Każda śmierć jest tragedią dla najbliższych osób, niestety ci, którzy zostają muszą nadal żyć swoim życiem. Czas goi rany, smutek z czasem przemija, a po każdej, najczarniejszej nawet nocy wstaje nowy dzień.
Czas więc wracać do haftów 😉
W poprzednim poście pokazywałam ukończoną metryczkę. Miałam wyhaftować tylko napisy, ale jakoś nie mam weny do wyszukania pasującego alfabetu. Odłożyłam więc ją chwilowo, czekając na wenę.

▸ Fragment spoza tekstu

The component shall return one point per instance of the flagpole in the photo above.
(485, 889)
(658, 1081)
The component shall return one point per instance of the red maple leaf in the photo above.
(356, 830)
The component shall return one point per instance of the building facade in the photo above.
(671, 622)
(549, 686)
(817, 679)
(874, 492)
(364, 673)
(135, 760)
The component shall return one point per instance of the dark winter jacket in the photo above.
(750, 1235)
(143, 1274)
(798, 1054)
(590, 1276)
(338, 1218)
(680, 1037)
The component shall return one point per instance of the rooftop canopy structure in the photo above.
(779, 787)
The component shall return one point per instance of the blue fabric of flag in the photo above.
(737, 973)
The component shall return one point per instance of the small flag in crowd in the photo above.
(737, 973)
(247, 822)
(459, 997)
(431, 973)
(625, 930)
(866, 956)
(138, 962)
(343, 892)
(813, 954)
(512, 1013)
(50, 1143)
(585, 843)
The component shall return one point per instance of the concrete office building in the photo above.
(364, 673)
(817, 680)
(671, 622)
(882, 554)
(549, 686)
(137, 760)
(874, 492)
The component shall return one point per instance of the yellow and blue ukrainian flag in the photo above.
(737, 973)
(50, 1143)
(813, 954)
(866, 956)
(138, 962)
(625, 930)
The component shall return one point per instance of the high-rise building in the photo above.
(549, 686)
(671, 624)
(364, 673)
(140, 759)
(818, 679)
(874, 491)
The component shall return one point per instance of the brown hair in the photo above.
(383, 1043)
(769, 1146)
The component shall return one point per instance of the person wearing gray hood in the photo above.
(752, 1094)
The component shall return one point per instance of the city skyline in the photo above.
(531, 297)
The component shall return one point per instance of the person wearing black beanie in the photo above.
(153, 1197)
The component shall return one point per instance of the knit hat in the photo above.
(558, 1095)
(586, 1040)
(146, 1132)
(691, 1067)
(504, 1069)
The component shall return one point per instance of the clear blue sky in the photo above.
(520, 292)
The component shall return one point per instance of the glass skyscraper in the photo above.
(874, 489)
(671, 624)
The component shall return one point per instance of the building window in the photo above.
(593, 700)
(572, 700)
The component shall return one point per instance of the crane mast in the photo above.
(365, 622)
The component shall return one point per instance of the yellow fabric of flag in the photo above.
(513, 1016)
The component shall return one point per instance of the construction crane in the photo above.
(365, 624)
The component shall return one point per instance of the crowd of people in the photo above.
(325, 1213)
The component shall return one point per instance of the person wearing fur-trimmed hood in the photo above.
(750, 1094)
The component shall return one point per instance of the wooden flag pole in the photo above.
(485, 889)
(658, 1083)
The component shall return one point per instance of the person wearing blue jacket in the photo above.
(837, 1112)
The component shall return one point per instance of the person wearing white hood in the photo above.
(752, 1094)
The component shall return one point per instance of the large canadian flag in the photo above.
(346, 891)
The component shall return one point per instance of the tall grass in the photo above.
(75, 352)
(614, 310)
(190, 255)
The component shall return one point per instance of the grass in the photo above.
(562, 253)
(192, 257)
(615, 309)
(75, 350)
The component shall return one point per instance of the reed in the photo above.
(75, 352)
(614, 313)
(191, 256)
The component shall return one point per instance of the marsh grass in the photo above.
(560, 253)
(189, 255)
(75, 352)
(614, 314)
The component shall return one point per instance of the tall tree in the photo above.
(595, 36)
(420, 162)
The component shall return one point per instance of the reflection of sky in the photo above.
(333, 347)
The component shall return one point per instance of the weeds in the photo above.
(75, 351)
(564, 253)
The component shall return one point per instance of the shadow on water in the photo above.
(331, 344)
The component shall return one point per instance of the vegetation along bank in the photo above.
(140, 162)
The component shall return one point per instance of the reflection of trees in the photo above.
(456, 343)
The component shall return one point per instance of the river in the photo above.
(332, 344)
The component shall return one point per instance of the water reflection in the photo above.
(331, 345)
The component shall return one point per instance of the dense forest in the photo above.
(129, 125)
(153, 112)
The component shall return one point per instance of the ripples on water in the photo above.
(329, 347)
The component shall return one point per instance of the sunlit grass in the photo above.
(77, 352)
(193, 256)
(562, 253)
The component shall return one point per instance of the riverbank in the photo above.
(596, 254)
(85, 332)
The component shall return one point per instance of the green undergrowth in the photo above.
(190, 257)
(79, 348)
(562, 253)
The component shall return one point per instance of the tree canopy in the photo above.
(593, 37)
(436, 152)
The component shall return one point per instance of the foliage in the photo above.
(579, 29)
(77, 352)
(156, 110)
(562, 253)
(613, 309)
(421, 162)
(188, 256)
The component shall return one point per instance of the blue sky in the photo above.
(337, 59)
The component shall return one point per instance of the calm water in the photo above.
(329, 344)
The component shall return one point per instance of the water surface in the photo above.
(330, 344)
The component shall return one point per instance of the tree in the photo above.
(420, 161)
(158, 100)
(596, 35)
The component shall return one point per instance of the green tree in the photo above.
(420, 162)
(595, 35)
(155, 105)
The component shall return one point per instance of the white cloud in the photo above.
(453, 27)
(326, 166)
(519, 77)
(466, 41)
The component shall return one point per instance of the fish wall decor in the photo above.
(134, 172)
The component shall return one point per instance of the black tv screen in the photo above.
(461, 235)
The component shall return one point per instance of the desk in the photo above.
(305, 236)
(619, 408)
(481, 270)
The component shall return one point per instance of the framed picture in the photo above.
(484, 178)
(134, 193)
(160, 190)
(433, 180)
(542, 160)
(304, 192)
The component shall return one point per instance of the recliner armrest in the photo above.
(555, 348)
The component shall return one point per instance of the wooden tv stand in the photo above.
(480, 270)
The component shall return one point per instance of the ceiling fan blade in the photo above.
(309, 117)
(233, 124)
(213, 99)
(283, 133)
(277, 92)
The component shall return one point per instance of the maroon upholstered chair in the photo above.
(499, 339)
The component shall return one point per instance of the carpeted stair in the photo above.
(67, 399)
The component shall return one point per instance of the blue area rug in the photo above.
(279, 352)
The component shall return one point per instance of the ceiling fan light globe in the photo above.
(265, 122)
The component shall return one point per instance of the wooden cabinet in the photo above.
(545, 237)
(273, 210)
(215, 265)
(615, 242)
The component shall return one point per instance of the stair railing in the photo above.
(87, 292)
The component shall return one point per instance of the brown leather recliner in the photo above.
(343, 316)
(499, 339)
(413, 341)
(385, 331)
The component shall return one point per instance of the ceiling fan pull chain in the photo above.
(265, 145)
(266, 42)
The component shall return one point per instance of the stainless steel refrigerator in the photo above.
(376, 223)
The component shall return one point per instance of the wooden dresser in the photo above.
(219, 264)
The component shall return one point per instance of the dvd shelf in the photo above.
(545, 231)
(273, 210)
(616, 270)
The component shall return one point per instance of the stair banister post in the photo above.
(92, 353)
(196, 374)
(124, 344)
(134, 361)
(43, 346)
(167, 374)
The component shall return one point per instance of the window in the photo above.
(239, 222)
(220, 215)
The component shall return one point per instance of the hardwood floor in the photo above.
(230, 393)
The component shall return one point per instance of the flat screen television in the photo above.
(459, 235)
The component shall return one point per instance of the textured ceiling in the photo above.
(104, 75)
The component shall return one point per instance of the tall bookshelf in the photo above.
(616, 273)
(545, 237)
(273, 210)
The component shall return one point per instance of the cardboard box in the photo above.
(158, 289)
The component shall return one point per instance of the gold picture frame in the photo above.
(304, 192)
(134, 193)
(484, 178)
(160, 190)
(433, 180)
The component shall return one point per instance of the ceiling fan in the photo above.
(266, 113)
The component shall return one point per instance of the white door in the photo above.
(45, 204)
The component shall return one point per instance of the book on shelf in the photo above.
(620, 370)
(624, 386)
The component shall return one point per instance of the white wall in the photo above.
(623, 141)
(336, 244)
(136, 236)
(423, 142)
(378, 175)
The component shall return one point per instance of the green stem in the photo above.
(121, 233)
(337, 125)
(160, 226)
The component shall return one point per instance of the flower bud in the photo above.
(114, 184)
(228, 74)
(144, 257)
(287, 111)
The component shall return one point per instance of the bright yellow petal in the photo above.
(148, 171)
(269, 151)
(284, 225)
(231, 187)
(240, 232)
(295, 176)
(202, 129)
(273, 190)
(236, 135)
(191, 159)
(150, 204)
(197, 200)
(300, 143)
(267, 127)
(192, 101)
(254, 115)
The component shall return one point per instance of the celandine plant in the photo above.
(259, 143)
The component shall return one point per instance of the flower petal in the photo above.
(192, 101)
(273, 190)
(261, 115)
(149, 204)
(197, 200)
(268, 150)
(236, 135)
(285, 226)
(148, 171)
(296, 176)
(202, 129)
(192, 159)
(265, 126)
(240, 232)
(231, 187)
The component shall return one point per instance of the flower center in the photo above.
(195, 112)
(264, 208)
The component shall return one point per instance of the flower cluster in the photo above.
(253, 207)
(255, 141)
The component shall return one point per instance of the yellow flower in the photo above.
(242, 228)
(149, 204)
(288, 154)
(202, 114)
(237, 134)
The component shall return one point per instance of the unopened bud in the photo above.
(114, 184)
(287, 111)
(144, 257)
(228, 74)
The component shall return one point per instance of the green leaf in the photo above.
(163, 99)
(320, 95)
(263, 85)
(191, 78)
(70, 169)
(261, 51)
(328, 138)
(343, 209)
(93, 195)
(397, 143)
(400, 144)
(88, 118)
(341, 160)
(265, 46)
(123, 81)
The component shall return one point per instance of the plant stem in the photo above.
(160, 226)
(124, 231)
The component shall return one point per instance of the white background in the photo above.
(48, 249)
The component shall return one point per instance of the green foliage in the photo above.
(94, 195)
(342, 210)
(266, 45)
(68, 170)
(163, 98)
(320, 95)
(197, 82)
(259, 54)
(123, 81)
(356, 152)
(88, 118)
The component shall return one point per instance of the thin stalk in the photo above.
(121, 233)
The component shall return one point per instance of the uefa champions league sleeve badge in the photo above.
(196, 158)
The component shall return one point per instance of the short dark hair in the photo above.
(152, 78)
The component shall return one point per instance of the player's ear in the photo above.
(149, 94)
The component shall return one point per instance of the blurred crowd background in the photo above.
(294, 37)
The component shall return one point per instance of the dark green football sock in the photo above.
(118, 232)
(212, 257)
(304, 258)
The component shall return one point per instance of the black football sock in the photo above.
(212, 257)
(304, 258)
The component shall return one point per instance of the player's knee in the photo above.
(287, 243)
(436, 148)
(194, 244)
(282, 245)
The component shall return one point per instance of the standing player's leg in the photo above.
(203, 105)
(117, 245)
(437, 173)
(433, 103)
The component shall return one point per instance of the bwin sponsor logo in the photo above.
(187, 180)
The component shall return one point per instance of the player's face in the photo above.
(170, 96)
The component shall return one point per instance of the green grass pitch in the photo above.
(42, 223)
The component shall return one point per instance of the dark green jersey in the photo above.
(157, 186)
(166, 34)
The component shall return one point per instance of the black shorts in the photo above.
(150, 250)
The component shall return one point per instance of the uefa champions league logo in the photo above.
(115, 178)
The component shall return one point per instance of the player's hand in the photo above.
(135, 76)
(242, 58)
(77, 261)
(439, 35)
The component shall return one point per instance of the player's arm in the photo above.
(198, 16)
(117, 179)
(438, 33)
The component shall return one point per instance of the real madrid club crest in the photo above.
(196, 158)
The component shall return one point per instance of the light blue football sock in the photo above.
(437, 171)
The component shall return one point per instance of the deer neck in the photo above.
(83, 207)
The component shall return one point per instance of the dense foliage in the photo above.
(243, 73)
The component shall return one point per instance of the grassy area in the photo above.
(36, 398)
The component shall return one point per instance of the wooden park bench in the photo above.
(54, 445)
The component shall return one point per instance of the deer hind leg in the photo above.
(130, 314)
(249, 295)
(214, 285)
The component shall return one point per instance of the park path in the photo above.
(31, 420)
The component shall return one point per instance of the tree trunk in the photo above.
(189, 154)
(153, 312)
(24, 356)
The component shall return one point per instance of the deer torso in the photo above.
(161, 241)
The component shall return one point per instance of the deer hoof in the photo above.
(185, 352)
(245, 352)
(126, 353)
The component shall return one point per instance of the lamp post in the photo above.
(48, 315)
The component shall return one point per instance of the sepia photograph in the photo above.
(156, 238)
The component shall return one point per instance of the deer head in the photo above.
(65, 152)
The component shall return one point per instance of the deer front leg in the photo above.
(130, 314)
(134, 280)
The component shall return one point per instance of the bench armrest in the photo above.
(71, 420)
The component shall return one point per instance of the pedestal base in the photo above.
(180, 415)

Wróciłam do Miśka z niebieskimi kwiatkami, którego udało mi się ukończyć w piątek:
Zaraz też zaczęłam haftować kolejnego Miśka, bo już pisałam, że będą to prezenty na zakończenie przedszkola. Tyle miałam drugiego Miśka do dzisiejszego poranka:
Dziś była bardzo spokojna niedziela i miałam duuuużo czasu na hafciki. Pogoda za oknem nie zachęcała do spacerów – było na przemian słońce i deszcz, a do tego ziiiiimno. Siadłam więc do porannej kawy z tamborkiem w ręku i oto rezultat:
Tyle udało mi się zrobić w jeden dzień, bez przekładania tamborka 🙂
Jutro u nas Tweede Pinksterdag czyli drugi dzień Zielonych Świątek – dzień wolny od pracy. Zero stresu, że ktoś idzie do pracy/szkoły i trzeba posiłki robić na konkretną godzinę. Pogoda zapowiada się podobna do dzisiejszej więc jest szansa na to, że Miśka jutro skończę 😉
Napisy oraz pranie i oprawianie Miśków zostawiam sobie na koniec.
Jeszcze raz dziękuję za odwiedziny oraz za pozostawione komentarze.